Со мною наконец случилось то, чего я так давно ждал и желал для военной жизни — я привык к виду мертвецов. Оказывается, для этого требовалось одно — как можно более устать. Причем устать не телом — такого добра мне хватало еще во франкском войске, после каждого штурма я на ногах не стоял, даже моргать сил не хватало; нет, утомиться душою, так, чтобы все дни переходов и воен слились в один нескончаемый, жаркий, пыльный, вшивый день, когда есть жажда, пыль от шагающих ног, пот, пот, пыль, пыль… У меня теперь всегда болели пальцы, изодранные спускаемой до бесконечности тетивой; я сомневался даже, что смогу когда-нибудь пользоваться пером.
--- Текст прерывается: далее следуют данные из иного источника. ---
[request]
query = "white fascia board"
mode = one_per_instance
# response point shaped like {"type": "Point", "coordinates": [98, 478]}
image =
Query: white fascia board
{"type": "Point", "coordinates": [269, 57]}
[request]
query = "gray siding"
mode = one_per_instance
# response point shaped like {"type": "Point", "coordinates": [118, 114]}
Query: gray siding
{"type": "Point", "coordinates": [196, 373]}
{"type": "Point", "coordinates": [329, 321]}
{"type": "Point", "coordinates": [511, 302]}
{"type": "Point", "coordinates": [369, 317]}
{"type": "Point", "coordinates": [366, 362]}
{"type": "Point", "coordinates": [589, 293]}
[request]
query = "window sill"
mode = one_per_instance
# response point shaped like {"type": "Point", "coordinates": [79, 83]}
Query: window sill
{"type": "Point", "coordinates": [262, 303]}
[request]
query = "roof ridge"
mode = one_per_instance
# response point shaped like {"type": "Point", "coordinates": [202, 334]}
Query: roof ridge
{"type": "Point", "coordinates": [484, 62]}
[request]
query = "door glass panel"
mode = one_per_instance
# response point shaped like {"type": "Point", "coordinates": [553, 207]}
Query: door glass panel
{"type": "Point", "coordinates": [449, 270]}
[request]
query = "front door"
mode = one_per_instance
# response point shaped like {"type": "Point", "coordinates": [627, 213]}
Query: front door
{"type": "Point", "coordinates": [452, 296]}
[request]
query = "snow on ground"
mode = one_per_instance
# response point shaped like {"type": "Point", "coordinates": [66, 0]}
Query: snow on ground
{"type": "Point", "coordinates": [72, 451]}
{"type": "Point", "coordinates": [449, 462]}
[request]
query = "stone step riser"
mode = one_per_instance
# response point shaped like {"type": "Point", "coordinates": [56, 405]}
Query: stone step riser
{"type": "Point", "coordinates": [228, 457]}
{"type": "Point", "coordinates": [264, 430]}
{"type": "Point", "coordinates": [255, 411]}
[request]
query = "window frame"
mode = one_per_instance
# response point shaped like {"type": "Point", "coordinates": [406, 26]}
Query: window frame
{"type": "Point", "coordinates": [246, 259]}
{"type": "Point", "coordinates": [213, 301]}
Болела также и нога — та самая, раненая копьем; от долгой ходьбы она начинала ныть, и могла так делать сутками, так что в конце концов я привык и к этой боли. Не знаю, скольких человек я убил — лучник лишен подобного знания; до штурма же, когда всякий лучник превращается в мечника, дело редко доходило. Спал я без снов, часто не успевая даже помолиться на ночь. Пару раз мне снились страннейшие, новые для меня вещи — плотская любовь, да такая скверная, что не мешало бы исповедаться в каждом из таких снов. А в остальное время — ничего, и все эта боль, пролезшая внутрь моих костей и заключенная как бы внутри их, и я томился, удерживая ее, и… мог удержать. А трупы — что, трупы — милейшие парни, они уже не опасны, они уже никто, они — просто земля, на них незачем обращать внимание, на них можно наступать, ими можно прикрываться. Я не испытал ни малейших угрызений совести, когда вместо щита прикрылся от стрел со стен Пюжоля собственным соседом-лучником; что ж теряться, он сразу же получил несколько смертельных жал, одно — в лицо, это верный конец. Он хрипел и валился на бок, а я удерживал его, наваливая на себя, как тряпку, и точно знал — получись все наоборот, этот парень, Бонет, точно так же поступил бы с моим телом. Прощай, миляга Бонет. Тоже, кстати, был светловолосый, хотя чистый провансалец — редко, но случается. Я только вчера вечером разговаривал с ним о том, как хочет он отрезать голову у какого-нибудь франка и принести в подарок своей невесте. Девица, мол, обрадуется: у нее не так давно отца убили, а он всю семью кормил.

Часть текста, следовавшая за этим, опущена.